Low rank layers are generally seen as a bad thing. It can suggest dimensional collapse and an underutilization of the network's capacity. But is this always true? When we begin training, sampling our weights from normal distribution, our matrices begin as 100% full rank, so it can really only go down from there regardless.
An instance here is the the knowledge that CLIP embeddings are low rank, a few axes explain the majority of the variation in the output, making them feasibly much more compressible and lower dimensional than they reveal. Here we have the singular values extracted from the covariance matrix of 500,000 OpenCLIP VITG embeddings
It very rapidly approaches 0
We can also see how this affects the output by decoding the embeddings back into images, after pruning out smaller singular vectors. This is an example from the DALLE2 paper.
Starting from the top 320 dimensions, we can prune out the last 120 with not a majorly substantial change to the output. Though once we get down to 40, 80 range we can see these larger dimensions are much more vital.

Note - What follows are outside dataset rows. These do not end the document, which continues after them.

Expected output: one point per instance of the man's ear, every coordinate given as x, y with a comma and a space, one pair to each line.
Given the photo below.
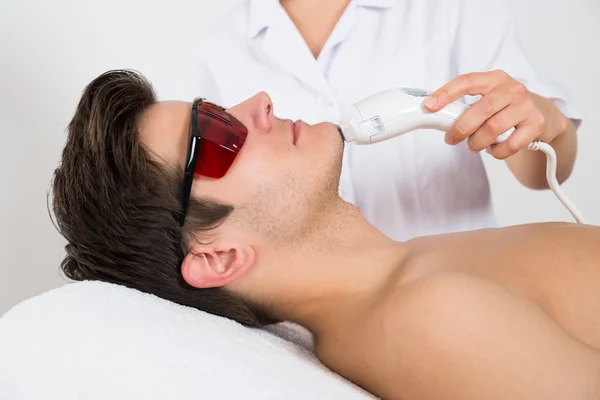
215, 266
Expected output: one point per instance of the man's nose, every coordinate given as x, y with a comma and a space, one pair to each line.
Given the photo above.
257, 112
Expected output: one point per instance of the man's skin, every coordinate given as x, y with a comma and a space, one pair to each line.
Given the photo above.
507, 313
505, 103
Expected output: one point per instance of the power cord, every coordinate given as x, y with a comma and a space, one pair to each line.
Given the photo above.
551, 177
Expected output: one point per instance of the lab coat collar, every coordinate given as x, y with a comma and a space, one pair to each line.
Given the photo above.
263, 13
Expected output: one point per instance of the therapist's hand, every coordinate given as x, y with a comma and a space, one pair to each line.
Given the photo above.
505, 103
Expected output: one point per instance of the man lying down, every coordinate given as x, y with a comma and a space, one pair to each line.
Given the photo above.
508, 313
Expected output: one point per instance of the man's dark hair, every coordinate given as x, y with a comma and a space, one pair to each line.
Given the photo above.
117, 207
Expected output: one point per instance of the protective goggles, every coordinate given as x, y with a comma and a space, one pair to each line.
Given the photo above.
216, 138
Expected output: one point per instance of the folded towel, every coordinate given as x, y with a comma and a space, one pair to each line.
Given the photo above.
94, 340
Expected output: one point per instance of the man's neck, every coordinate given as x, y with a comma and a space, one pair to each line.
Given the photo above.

The Modality Gap paper looks at CLIP in depth and the factors around contrastive learning that induce this low-rankness
This paper also then finds a way to address it, recovering full use of dimensions and slightly increasing performance.
So at least for embedding representations, low rankness seems undesirable but evidently far from catastrophic.
The paper, Weight decay induces low-rank attention layers, comes off as a scary title. However, the results are a bit surprising.
They measure low-rankness by the observed 95% saturation point. We can see that higher values of weight decay, indicated by lambda, very much reduces the rank of attention layers. I'm tempted to say the the charts on the right are particularly interesting, that the pseudo rank drops and then increases over the course of training, however this measurement doesn't imply that dimensions have fully collapsed and then recovered, it could just as much be our largest dimensions decreasing as small ones increasing. Nevertheless it'd be interesting to see if that chart continued a bit more to the right.
Despite finding this massive drop in rank, performance does not plummet in the same manner. In fact, performance seems to improve a bit in some cases, and this effect extends to MLP layers as well. The benefit could be explained by low-rankness, or it might be some other factor around weight decay shrinking the magnitude of weights offering regularization. It could also be the case that "pseduo-rank" might not be telling us the whole story. Regardless, it doesn't correlate to the expected loss of performance we would imagine with decreased rank.
So perhaps, this is not something we should aim to avoid but something we can lean into? Maybe attention layers, as they are, are over parameterized by dense matrices, but possibly this suggests this is a good place we can use structured sparse matrices like LoRA.
And this is kind of exactly what Deepseek's Multi-Latent Attention does, both reducing computation a bit and the size of KV caches.
This was a similar motivation for the experiments on correlation done in this post. If correlation can already do alright, do we need such a heavily parameterized operation?